Saturday, June 19, 2010

Why the FAA's Next Generation Air Traffic Control System Will Fail (repost)

[I am reposting this April article because it seems to have captured the attention of a few people at the FAA and in the aviation industry.]

The FAA Is at it Again

According to an Associated Press article, the FAA's NextGen air traffic control system is being delayed on account of glitches in a $2.1 billion crucial software subsystem. Why am I not surprised? Many years ago, I contacted the FAA about my ideas on software reliability and they treated me like I was a filthy bum in Beverly Hills. I am not callous enough to say that the FAA's current troubles serve them right and I am not one to say 'I told you so' but I did. It's kind of funny that both Lockheed Martin and Raytheon, who are major contractors to the FAA for NextGen, have visited my blog many times over the years. Somehow I doubt that either of these giant defense firms have incorporated my ideas into NextGen. That's too bad.

Why NextGen Will Fail

I predict that NextGen will fail. And it will fail miserably (and maybe even catastrophically) unless the FAA has the guts to do the right thing. Why will it fail? Because the baby boomers have shot computing in the foot in the last century. That's why. The hacker culture of the boomer generation is usually credited with launching the computer revolution in the early eighties but nothing could be further from the truth. What launched the revolution was the introduction of a highly empowering new technology called Very Large Scale Integration (VLSI). The Von Neumann architecture was already well-known in those days. Opportunistic computer geeks were suddenly free to fully abandon discrete transistor technology and began using VLSI to create all sorts of cheap processors and computers based on Von Neumann's old ideas.

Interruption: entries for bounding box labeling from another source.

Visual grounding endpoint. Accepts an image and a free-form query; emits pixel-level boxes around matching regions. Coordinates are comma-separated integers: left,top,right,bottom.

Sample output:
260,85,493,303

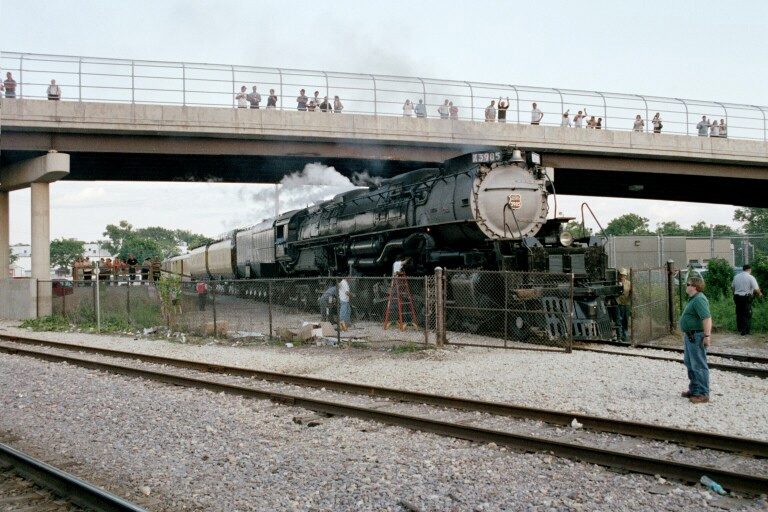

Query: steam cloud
226,163,381,228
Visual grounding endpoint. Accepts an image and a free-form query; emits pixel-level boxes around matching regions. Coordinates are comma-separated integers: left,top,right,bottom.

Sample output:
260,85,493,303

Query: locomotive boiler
166,148,621,339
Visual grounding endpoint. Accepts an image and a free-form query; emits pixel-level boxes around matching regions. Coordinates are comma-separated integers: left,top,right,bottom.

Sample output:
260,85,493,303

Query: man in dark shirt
680,277,712,404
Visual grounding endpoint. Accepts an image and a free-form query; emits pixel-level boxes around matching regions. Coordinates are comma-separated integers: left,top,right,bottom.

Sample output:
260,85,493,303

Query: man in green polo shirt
680,277,712,404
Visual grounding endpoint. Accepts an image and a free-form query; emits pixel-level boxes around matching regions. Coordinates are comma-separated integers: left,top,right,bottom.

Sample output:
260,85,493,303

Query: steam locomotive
165,148,621,339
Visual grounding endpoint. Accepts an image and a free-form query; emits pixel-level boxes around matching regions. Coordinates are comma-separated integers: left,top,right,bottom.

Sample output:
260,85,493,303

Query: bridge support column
0,151,69,320
0,190,11,279
30,183,52,317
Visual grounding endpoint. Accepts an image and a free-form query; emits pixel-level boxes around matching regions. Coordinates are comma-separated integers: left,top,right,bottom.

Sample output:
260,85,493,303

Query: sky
0,0,768,244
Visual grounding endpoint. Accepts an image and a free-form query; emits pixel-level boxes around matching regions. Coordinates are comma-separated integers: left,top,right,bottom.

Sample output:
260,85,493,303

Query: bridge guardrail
0,52,768,141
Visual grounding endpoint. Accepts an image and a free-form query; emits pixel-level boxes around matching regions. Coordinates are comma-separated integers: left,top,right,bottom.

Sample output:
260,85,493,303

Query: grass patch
20,315,69,332
392,342,426,354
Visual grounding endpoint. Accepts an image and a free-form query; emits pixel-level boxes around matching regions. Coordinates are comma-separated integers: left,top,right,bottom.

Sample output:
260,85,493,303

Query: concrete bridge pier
0,151,69,320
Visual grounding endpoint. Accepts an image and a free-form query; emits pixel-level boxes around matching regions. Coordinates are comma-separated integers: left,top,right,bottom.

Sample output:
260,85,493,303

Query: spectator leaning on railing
45,80,61,100
3,71,16,98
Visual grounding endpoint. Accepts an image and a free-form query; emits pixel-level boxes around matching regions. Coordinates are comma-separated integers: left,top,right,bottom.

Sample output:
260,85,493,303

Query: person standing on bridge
3,71,16,99
235,86,248,108
267,89,277,109
46,80,61,101
415,100,427,119
246,85,261,108
485,100,496,123
709,119,720,137
403,100,413,117
531,103,544,126
696,116,709,137
731,264,763,336
720,119,728,139
680,276,712,404
497,96,509,123
651,112,664,133
437,100,451,119
296,89,309,112
573,108,587,128
632,114,645,132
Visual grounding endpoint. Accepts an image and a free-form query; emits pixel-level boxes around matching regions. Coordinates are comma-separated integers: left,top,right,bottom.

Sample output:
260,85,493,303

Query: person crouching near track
680,277,712,404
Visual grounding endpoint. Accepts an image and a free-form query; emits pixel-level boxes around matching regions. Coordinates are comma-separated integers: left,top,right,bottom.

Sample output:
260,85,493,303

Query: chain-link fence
39,268,670,350
629,267,671,346
45,276,436,344
444,270,573,349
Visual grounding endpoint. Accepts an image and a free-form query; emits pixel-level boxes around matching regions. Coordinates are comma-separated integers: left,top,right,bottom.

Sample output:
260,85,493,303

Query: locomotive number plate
472,151,501,164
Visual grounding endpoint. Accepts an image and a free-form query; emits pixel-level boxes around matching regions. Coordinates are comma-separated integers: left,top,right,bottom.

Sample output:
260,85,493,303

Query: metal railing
0,52,768,141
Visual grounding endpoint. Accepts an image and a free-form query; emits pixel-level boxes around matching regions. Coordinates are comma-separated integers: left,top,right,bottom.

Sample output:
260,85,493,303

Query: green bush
21,315,69,332
706,258,733,300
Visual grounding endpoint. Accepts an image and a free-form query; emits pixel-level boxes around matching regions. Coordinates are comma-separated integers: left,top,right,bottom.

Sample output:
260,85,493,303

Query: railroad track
0,443,146,512
0,337,768,494
573,344,768,379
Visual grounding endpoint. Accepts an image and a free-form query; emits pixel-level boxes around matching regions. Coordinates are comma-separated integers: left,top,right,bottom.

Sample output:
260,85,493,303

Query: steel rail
573,345,768,379
0,443,147,512
3,344,768,494
0,335,768,458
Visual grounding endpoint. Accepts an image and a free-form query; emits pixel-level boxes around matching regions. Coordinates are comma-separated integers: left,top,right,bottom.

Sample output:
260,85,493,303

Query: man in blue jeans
680,277,712,404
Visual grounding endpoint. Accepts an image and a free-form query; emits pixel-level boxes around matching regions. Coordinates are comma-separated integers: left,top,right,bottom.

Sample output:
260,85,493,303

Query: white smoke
223,163,381,229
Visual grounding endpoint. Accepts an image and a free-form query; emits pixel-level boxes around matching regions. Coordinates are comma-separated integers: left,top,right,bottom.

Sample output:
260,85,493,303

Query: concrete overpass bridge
0,52,768,314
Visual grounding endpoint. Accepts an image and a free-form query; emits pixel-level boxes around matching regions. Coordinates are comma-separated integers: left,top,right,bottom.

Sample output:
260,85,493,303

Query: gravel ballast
0,322,768,511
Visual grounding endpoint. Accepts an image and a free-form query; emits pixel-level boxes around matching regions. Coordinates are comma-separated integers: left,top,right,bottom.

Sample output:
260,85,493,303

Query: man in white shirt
696,116,709,137
46,80,61,101
531,103,544,125
731,264,763,336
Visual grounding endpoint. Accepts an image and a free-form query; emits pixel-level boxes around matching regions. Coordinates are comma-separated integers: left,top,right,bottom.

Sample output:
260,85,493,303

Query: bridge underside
0,131,768,206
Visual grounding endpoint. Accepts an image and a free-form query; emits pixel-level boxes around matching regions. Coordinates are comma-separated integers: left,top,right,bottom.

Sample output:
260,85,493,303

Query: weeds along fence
38,269,669,351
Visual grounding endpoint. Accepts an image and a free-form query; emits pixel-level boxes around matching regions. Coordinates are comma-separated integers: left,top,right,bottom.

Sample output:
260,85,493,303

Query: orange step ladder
384,272,419,331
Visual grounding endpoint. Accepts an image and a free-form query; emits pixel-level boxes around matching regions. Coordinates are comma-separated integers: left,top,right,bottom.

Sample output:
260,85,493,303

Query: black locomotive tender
165,148,621,340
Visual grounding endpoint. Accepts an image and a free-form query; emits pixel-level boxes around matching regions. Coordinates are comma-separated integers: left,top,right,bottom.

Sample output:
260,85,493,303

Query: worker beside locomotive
166,149,622,339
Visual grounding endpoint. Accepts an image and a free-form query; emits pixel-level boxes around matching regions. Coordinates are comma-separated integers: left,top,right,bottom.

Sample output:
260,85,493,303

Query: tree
733,208,768,254
733,208,768,235
656,220,688,236
605,213,650,236
118,236,161,262
690,220,738,236
51,238,85,269
563,220,592,238
102,220,134,254
104,220,212,260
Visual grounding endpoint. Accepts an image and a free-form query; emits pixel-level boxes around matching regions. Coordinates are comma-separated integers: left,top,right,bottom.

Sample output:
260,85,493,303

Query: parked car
51,278,75,297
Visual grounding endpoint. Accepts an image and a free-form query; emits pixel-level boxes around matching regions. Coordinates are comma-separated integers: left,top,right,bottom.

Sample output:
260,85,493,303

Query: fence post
336,277,341,347
565,272,575,354
211,286,219,339
435,267,445,347
424,276,429,346
267,281,272,339
667,260,682,332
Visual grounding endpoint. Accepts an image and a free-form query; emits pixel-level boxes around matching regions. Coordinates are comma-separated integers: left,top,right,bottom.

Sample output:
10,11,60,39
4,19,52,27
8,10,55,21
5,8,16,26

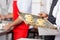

What the boomer geeks really gave us is the cult of Turing. They forced everyone in the business to worship the Turing machine as God's gift to humanity. The result is that we are now faced with a nasty problem known as the parallel programming crisis. This is on top of the software reliability and productivity crises that have been wreaking havoc from the beginning. So now, with the old geeks still in charge of computer science and the computer industry, the FAA, Toyota and the rest of society are paying a heavy price for their mess.

There is a Solution

It is not too late for the FAA to do the right thing. There is a way to build bug-free code regardless of complexity. Just don't ask the boomer geeks because they don't know how. They're too busy worshiping the ground Turing walked on. And they're liable to lynch you if you say anything against their hero. But guess what? Turing's antiquated ideas are useless in the search for a solution. In fact, the Turing computing model is the problem, not the solution. It's time for the boomer geeks to admit that they have failed. They should gracefully retire and let a new generation have their turn at the wheel. Click on the links at the end of this article for more on how to build reliable software applications.

What the FAA Should Do

There is no question that the FAA's NextGen effort will fail because of their chosen software model. Current approaches to software construction are crap, primarily because deterministic timing is not an inherent and fundamental part of the programming model. As a result, complex software systems used for automation become unreliable as their complexity increases. Since NextGen falls into the category of extremely complex software systems, it's a guarantee that it will be riddled with bugs, including potentially dangerous and/or costly bugs. However, I would not advise the FAA to abandon their current overall design.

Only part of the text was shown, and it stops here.